Overall, Krumit’s Tale takes the typical deck building roguelike and adds a quirky twist to it that’s so odd, it’s good. I kind of wish there was a way to restart the same dungeon when you realize you’ve made a wrong move, or start from the same dungeon when you lose. But I guess that takes out the challenge from it all, doesn't it?

Also, I’ve always been a story-based gamer, so the lack of a deeper plotline is a shame, what with the richness of the character descriptions and Krumit’s own random ramblings throughout every dungeon. There could have been so much potential to expound on an already interesting world, as even the most basic items have fun captions.

Even the bosses don’t take themselves too seriously. For instance, Philanthropist Dragon Bartholomew (so he’s a good guy?) seems to have a personal vendetta against my hero, saying, “Greybeard - I’ll find you, one day, get my hand back, and make you regret betraying me! Ooh, a shiny…” Krumit’s notes refer to him as “the last known dragorn, a fearsome and unfortunate looking race born from highly irradiated chickens.” So I guess Greybeard probably ate his chicken leg or something?
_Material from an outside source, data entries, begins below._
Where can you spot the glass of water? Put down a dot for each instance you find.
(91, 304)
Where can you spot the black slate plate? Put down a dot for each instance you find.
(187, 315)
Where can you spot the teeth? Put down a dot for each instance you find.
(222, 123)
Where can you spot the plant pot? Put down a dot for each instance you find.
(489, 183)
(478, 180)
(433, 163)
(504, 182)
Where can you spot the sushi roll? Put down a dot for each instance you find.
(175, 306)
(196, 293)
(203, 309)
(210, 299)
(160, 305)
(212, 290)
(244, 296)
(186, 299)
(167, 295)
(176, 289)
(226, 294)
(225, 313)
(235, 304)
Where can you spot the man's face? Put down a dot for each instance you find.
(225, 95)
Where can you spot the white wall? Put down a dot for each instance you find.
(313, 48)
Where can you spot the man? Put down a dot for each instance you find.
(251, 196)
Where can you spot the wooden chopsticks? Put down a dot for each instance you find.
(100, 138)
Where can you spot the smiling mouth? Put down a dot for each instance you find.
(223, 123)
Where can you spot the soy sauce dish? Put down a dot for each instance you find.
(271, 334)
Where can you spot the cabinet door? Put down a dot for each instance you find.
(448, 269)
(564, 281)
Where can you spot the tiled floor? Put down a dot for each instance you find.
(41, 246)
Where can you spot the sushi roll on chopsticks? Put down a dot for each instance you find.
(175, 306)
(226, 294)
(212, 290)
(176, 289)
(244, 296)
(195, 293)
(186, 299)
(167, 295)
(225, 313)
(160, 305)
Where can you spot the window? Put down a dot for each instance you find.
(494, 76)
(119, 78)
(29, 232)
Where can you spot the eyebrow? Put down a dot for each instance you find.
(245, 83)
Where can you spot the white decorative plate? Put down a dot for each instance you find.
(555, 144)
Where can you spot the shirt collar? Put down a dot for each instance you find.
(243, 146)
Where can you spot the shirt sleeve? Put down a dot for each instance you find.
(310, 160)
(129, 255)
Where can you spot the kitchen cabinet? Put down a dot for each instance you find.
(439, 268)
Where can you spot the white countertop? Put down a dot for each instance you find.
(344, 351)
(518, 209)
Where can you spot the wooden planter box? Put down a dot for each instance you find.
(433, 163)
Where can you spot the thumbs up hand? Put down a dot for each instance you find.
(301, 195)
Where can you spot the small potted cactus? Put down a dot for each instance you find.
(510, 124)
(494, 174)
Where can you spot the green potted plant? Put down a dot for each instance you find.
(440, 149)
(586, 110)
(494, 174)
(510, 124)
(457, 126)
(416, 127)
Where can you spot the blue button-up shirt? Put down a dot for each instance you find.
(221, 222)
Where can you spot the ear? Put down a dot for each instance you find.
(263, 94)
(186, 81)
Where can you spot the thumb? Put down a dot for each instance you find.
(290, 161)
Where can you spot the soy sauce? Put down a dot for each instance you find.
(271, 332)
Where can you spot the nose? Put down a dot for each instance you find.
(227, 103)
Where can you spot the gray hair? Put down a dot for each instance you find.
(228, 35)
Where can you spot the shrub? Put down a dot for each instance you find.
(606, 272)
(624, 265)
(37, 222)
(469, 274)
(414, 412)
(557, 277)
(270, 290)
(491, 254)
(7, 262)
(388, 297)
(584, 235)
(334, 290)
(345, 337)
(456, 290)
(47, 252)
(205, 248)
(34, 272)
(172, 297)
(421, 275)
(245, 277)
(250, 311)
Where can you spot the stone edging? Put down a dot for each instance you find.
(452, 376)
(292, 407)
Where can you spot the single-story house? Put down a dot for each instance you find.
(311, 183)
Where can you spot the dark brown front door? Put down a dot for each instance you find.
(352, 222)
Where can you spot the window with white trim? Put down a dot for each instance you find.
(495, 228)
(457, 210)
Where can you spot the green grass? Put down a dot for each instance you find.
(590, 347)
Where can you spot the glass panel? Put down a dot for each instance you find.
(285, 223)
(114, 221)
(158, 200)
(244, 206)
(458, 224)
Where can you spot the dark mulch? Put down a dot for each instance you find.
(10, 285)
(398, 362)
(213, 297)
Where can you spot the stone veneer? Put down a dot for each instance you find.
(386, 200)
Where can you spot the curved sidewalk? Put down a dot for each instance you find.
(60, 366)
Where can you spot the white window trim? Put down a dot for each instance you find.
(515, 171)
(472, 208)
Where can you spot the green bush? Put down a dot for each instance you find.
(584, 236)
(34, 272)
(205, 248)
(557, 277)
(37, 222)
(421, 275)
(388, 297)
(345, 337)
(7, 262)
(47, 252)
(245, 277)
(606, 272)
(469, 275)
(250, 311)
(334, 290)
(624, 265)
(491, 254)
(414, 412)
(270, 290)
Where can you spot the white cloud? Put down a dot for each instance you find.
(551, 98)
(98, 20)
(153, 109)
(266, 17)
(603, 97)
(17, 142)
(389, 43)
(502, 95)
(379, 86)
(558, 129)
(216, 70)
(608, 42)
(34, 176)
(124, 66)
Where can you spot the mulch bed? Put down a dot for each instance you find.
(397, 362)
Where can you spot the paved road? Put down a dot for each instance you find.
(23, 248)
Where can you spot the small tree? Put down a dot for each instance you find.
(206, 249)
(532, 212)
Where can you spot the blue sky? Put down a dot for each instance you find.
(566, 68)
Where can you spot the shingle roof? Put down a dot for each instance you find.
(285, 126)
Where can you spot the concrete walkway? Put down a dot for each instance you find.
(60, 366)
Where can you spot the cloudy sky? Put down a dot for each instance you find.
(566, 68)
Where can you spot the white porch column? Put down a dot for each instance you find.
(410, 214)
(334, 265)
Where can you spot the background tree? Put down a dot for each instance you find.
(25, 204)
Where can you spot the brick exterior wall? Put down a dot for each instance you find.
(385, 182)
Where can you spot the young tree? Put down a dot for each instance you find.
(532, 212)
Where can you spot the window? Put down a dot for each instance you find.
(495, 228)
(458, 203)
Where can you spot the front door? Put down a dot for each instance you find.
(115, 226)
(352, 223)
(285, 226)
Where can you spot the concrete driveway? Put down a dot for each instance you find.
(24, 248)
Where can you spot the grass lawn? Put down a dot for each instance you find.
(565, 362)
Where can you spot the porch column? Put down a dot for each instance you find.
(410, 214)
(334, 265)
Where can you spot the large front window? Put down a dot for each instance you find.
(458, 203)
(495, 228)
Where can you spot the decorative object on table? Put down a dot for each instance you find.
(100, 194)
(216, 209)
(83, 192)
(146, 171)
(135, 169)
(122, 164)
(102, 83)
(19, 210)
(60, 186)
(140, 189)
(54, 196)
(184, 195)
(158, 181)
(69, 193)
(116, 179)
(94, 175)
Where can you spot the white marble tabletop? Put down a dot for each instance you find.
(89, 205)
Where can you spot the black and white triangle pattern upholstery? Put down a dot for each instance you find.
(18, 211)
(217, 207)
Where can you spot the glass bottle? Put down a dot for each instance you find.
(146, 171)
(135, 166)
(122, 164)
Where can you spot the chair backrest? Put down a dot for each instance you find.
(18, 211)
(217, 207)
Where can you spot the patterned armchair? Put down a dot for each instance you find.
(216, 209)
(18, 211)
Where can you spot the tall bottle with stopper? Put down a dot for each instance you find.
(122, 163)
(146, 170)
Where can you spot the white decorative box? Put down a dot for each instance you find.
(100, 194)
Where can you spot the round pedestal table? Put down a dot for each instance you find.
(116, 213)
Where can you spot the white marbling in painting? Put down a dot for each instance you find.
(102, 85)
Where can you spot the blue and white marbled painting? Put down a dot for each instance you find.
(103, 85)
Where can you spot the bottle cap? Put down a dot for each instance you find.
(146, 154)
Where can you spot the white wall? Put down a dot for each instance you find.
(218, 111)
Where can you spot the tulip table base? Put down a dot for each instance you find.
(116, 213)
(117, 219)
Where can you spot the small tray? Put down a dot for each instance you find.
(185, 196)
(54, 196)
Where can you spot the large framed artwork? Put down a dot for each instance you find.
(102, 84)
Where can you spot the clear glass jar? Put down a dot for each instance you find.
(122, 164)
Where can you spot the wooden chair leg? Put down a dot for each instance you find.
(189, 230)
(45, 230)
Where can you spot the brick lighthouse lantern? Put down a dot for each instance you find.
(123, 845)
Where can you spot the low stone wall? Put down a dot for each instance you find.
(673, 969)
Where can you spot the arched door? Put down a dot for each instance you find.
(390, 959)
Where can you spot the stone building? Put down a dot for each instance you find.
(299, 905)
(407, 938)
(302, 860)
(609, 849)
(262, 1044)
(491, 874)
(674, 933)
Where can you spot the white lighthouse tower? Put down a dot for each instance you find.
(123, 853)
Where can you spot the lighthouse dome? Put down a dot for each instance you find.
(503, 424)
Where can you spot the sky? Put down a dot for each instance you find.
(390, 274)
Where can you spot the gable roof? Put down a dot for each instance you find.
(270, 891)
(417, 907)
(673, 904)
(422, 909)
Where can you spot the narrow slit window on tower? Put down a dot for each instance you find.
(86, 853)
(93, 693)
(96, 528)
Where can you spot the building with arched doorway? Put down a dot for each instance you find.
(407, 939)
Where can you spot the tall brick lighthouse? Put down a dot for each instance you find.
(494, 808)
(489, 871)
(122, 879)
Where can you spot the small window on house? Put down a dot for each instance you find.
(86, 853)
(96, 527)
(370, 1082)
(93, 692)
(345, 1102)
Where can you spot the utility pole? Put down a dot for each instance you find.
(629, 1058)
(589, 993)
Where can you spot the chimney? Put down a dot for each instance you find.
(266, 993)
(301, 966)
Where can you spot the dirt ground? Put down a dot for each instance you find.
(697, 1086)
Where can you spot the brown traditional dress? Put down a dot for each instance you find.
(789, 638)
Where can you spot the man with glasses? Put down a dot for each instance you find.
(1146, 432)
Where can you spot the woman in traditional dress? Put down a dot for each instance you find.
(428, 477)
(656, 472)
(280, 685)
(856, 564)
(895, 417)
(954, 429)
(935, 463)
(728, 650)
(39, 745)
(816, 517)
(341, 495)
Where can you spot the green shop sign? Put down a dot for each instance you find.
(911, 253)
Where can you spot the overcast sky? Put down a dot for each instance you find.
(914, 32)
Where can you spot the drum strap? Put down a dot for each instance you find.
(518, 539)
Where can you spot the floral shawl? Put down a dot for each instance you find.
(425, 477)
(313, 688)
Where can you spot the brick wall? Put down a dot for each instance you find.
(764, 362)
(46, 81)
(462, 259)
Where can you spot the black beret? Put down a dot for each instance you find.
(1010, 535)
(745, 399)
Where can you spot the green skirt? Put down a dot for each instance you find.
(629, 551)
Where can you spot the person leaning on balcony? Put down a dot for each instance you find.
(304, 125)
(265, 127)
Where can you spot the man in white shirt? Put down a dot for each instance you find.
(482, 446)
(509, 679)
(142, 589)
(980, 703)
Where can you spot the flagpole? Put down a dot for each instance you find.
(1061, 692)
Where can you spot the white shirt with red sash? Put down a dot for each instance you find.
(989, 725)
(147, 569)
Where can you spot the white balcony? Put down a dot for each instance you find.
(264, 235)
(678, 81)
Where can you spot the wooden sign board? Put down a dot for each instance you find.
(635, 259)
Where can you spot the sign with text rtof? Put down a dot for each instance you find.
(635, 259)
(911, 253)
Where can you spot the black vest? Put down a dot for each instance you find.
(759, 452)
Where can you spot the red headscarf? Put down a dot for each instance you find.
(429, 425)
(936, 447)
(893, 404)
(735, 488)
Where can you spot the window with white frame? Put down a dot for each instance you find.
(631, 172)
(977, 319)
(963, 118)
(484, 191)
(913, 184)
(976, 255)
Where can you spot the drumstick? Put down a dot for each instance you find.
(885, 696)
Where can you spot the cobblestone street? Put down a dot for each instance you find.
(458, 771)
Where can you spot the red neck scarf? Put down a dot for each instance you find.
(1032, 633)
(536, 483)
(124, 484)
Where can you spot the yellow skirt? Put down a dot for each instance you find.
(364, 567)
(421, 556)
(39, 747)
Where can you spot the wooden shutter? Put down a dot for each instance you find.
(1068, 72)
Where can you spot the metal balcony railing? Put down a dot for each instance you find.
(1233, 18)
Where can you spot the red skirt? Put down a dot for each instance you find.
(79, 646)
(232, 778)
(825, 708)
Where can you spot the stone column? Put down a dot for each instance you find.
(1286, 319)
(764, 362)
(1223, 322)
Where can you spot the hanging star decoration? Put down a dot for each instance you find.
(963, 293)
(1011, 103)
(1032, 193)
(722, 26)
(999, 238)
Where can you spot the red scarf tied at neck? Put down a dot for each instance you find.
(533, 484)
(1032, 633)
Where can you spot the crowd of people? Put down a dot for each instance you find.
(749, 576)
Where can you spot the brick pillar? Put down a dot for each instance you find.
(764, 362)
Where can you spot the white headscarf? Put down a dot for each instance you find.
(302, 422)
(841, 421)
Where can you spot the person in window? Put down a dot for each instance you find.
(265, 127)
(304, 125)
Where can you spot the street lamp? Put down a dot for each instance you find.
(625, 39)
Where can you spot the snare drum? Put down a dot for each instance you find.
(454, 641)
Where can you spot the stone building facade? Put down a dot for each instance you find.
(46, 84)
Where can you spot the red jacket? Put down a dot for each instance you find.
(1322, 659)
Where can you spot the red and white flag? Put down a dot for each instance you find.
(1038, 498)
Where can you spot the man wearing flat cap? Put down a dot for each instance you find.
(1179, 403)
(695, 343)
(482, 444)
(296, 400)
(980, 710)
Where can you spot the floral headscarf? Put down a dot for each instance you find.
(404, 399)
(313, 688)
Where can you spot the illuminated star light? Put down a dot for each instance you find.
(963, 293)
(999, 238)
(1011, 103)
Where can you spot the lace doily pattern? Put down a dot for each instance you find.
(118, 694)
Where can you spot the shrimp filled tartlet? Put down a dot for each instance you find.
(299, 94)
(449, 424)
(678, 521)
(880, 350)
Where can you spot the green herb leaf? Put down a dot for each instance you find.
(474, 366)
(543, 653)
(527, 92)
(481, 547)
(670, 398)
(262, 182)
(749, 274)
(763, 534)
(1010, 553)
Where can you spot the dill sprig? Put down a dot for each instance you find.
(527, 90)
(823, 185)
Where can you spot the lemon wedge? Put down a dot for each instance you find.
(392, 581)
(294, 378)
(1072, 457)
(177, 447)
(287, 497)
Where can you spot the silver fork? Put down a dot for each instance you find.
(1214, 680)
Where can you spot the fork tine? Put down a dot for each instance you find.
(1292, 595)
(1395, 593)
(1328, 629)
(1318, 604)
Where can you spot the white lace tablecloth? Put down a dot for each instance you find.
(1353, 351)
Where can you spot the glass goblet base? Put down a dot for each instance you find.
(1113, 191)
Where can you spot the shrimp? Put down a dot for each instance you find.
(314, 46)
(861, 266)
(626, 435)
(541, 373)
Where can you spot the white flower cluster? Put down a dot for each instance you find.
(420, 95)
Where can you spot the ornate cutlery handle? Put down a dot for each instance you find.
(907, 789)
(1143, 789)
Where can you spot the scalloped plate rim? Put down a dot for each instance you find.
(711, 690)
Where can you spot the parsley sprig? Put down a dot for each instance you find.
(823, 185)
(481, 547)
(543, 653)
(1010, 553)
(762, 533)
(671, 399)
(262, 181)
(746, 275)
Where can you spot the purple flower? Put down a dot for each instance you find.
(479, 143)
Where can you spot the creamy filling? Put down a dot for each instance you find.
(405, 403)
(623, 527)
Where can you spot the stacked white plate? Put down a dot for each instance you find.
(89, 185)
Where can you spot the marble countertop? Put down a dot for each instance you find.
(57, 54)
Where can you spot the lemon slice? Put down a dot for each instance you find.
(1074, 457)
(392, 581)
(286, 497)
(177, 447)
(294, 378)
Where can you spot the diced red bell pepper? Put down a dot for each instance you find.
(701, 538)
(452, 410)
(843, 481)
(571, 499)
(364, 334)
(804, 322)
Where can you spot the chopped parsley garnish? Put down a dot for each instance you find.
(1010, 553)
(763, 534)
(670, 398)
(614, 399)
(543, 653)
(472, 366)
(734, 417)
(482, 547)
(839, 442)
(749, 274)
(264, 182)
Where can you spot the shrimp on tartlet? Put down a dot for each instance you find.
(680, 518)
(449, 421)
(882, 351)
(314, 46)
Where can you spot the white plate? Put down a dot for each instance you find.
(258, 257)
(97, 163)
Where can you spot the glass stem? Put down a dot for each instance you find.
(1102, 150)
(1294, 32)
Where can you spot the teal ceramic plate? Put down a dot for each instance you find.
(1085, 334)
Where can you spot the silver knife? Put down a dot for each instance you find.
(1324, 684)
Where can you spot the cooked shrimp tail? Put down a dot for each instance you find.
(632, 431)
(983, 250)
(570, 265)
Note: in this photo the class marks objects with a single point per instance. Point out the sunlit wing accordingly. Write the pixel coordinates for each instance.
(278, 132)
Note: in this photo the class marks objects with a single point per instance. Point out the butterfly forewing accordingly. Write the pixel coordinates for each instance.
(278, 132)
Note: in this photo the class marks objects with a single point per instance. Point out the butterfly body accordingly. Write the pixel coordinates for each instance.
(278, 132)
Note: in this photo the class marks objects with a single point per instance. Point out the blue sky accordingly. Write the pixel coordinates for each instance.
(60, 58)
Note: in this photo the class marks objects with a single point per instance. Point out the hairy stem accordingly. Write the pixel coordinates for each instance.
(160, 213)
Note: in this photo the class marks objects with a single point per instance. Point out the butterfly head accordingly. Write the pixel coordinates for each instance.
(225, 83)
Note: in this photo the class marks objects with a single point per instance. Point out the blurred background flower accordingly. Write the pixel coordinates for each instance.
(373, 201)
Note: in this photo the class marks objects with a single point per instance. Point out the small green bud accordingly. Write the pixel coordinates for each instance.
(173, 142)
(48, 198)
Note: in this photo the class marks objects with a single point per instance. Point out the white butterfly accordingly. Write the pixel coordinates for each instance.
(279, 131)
I need to know!

While these add a level of depth to the overall experience of the game, I still would have loved to learn more about the lore and about who Krumit actually is. What kind of horrid fate has befallen the world to make it look as gloomy as it does? What are gew-gaws? Who is the Uberlich? And why are Bruno’s lips so darn pouty? These are just some of my burning questions about the game, but alas, we will never know the answer to them.